[petsc-users] A number of questions about DMDA with SNES and Quasi-Newton methods

zakaryah . zakaryah at gmail.com
Thu Nov 2 21:44:57 CDT 2017


OK thanks Barry!  I've attached source for a minimal example which has the
same structure as my problem.

On Thu, Nov 2, 2017 at 5:36 PM, Smith, Barry F. <bsmith at mcs.anl.gov> wrote:

>
>   Please send your "simple" code that attempts to do the appropriate
> preallocation and we'll look at why it is failing.
>
>   Barry
>
>
> > On Nov 2, 2017, at 4:03 PM, zakaryah . <zakaryah at gmail.com> wrote:
> >
> > I ran MatView with the smallest possible grid size.  The elements which
> are nonzero after the first assembly but not after the matrix is created
> are exactly the couplings, i.e. row and column 0 off the diagonal, which
> I'm trying to preallocate, and eventually place in the second call to
> FormCoupleLocations, although right now it's only being called once - not
> sure why prealloc_only is set - maybe because I have
> MAT_NEW_NONZERO_ALLOCATION_ERR set to false?  I'm not sure why the Jbh
> terms result in so few additional mallocs - are columns allocated in chunks
> on the fly?  For example, when my DMDA size is 375, adding values to Jhb
> results in 375 additional mallocs, but adding values to Jbh only adds 25
> mallocs.
> >
> > I guess my FormCoupleLocations is pretty incomplete, because
> incrementing dnz and onz doesn't seem to have any effect.  I also don't
> know how this function should behave - as I said before, writing to dnz[i]
> and onz[i] where i goes from rstart to rstart+nrows-1 causes a segfault on
> processors >0, and if I inspect those values of dnz[i] and onz[i] by
> writing them to a file, they are nonsense when processor >0.  Are dnz and
> onz local to the processor, i.e. should my iterations go from 0 to
> nrows-1?  What is the general idea behind setting the structure from within
> FormCoupleLocations?  I'm currently not doing that at all.
> >
> > Thanks for all the help!
> >
> > On Thu, Nov 2, 2017 at 12:31 PM, Smith, Barry F. <bsmith at mcs.anl.gov>
> wrote:
> >
> >
> > > On Nov 1, 2017, at 10:32 PM, zakaryah . <zakaryah at gmail.com> wrote:
> > >
> > > I worked on the assumptions in my previous email and I at least
> partially implemented the function to assign the couplings.  For row 0,
> which is the redundant field, I set dnz[0] to end-start, and onz[0] to the
> size of the matrix minus dnz[0].  For all other rows, I just increment the
> existing values of dnz[i] and onz[i], since the coupling to the redundant
> field adds one extra element beyond what's allocated for the DMDA stencil.
> >
> >   Sounds reasonable.
> > >
> > > I see in the source that the FormCoupleLocations function is called
> once if the DM has PREALLOC_ONLY set to true, but twice otherwise.  I
> assume that the second call is for setting the nonzero structure.
> >
> >   Yes
> > > Do I need to do this?
> >
> >    You probably should.
> >
> >    I would do a MatView() small DMDA on the matrix you obtain and then
> again after you add the numerical values.
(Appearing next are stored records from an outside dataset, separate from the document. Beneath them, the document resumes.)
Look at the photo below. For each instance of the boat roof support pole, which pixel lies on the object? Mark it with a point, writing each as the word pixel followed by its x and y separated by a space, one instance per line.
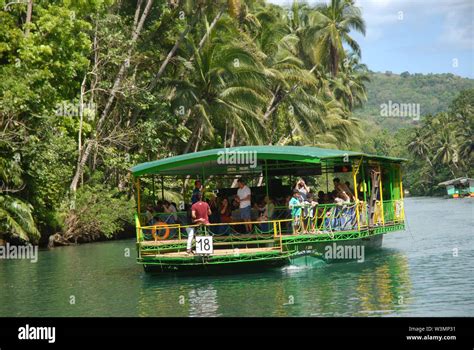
pixel 153 189
pixel 138 197
pixel 266 178
pixel 327 177
pixel 162 188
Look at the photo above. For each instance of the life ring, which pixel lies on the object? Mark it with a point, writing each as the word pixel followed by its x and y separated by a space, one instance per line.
pixel 160 226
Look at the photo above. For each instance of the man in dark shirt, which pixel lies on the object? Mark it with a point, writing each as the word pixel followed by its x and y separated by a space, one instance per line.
pixel 200 212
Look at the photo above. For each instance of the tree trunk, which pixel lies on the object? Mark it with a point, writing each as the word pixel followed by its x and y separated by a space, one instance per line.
pixel 172 52
pixel 105 112
pixel 29 12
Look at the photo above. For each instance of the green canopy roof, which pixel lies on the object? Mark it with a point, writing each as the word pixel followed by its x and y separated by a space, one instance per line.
pixel 204 159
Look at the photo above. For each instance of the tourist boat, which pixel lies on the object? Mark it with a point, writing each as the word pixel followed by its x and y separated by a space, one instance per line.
pixel 459 188
pixel 376 207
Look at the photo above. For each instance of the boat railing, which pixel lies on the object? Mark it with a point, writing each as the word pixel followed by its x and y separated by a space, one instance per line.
pixel 320 218
pixel 270 231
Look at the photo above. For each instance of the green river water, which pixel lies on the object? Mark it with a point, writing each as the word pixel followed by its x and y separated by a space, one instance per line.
pixel 427 270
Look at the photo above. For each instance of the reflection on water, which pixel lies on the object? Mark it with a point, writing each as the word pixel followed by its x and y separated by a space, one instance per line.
pixel 379 286
pixel 414 274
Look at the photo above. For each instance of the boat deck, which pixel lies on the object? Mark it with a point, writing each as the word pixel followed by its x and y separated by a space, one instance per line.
pixel 217 252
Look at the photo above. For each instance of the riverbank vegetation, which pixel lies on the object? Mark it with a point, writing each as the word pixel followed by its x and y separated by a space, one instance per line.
pixel 90 88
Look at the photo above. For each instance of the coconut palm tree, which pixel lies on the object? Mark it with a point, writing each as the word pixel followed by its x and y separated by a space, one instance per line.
pixel 334 22
pixel 16 220
pixel 420 147
pixel 224 86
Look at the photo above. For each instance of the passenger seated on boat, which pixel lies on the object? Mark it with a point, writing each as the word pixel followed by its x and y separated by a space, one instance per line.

This will show you what values
> are not being properly allocated/put in when the matrix is created by the
> DM.
> > >
> > > In any case, something is still not right.  Even with the extra
> elements preallocated, the first assembly of the matrix is very slow.  I
> ran a test problem on a single process with -info, and got this:
> > >
> > > 0] MatAssemblyEnd_SeqAIJ(): Matrix size: 1 X 1; storage space: 0
> unneeded,1 used
> > >
> > > [0] MatAssemblyEnd_SeqAIJ(): Number of mallocs during MatSetValues()
> is 0
> > >
> > > [0] MatAssemblyEnd_SeqAIJ(): Maximum nonzeros in any row is 1
> > >
> > > [0] MatCheckCompressedRow(): Found the ratio (num_zerorows
> 0)/(num_localrows 1) < 0.6. Do not use CompressedRow routines.
> > >
> > > [0] MatSeqAIJCheckInode(): Found 1 nodes out of 1 rows. Not using
> Inode routines
> > >
> > > [0] MatAssemblyEnd_SeqAIJ(): Matrix size: 9009 X 9009; storage space:
> 0 unneeded,629703 used
> > >
> > > [0] MatAssemblyEnd_SeqAIJ(): Number of mallocs during MatSetValues()
> is 0
> > >
> > > [0] MatAssemblyEnd_SeqAIJ(): Maximum nonzeros in any row is 81
> > >
> > > [0] MatCheckCompressedRow(): Found the ratio (num_zerorows
> 0)/(num_localrows 9009) < 0.6. Do not use CompressedRow routines.
> > >
> > > [0] MatSeqAIJCheckInode(): Found 3003 nodes of 9009. Limit used: 5.
> Using Inode routines
> > >
> > > [0] MatAssemblyEnd_SeqAIJ(): Matrix size: 1 X 1; storage space: 0
> unneeded,1 used
> > >
> > > [0] MatAssemblyEnd_SeqAIJ(): Number of mallocs during MatSetValues()
> is 0
> > >
> > > [0] MatAssemblyEnd_SeqAIJ(): Maximum nonzeros in any row is 1
> > >
> > > [0] MatCheckCompressedRow(): Found the ratio (num_zerorows
> 0)/(num_localrows 1) < 0.6. Do not use CompressedRow routines.
> > >
> > > [0] MatSeqAIJCheckInode(): Found 1 nodes out of 1 rows. Not using
> Inode routines
> > >
> > > [0] MatAssemblyEnd_SeqAIJ(): Matrix size: 9009 X 9009; storage space:
> 0 unneeded,629703 used
> > >
> > > [0] MatAssemblyEnd_SeqAIJ(): Number of mallocs during MatSetValues()
> is 0
> > >
> > > [0] MatAssemblyEnd_SeqAIJ(): Maximum nonzeros in any row is 81
> > >
> > > [0] MatCheckCompressedRow(): Found the ratio (num_zerorows
> 0)/(num_localrows 9009) < 0.6. Do not use CompressedRow routines.
> > >
> > > [0] MatSeqAIJCheckInode(): Found 3003 nodes of 9009. Limit used: 5.
> Using Inode routines
> > >
> > > [0] MatAssemblyEnd_SeqAIJ(): Matrix size: 9010 X 9010; storage space:
> 18018 unneeded,629704 used
> >
> >   Yes, really bad.
> > >
> > > [0] MatAssemblyEnd_SeqAIJ(): Number of mallocs during MatSetValues()
> is 0
> > >
> > > [0] MatAssemblyEnd_SeqAIJ(): Maximum nonzeros in any row is 81
> > >
> > > [0] MatCheckCompressedRow(): Found the ratio (num_zerorows
> 0)/(num_localrows 9010) < 0.6. Do not use CompressedRow routines.
> > >
> > > [0] MatSeqAIJCheckInode(): Found 3004 nodes of 9010. Limit used: 5.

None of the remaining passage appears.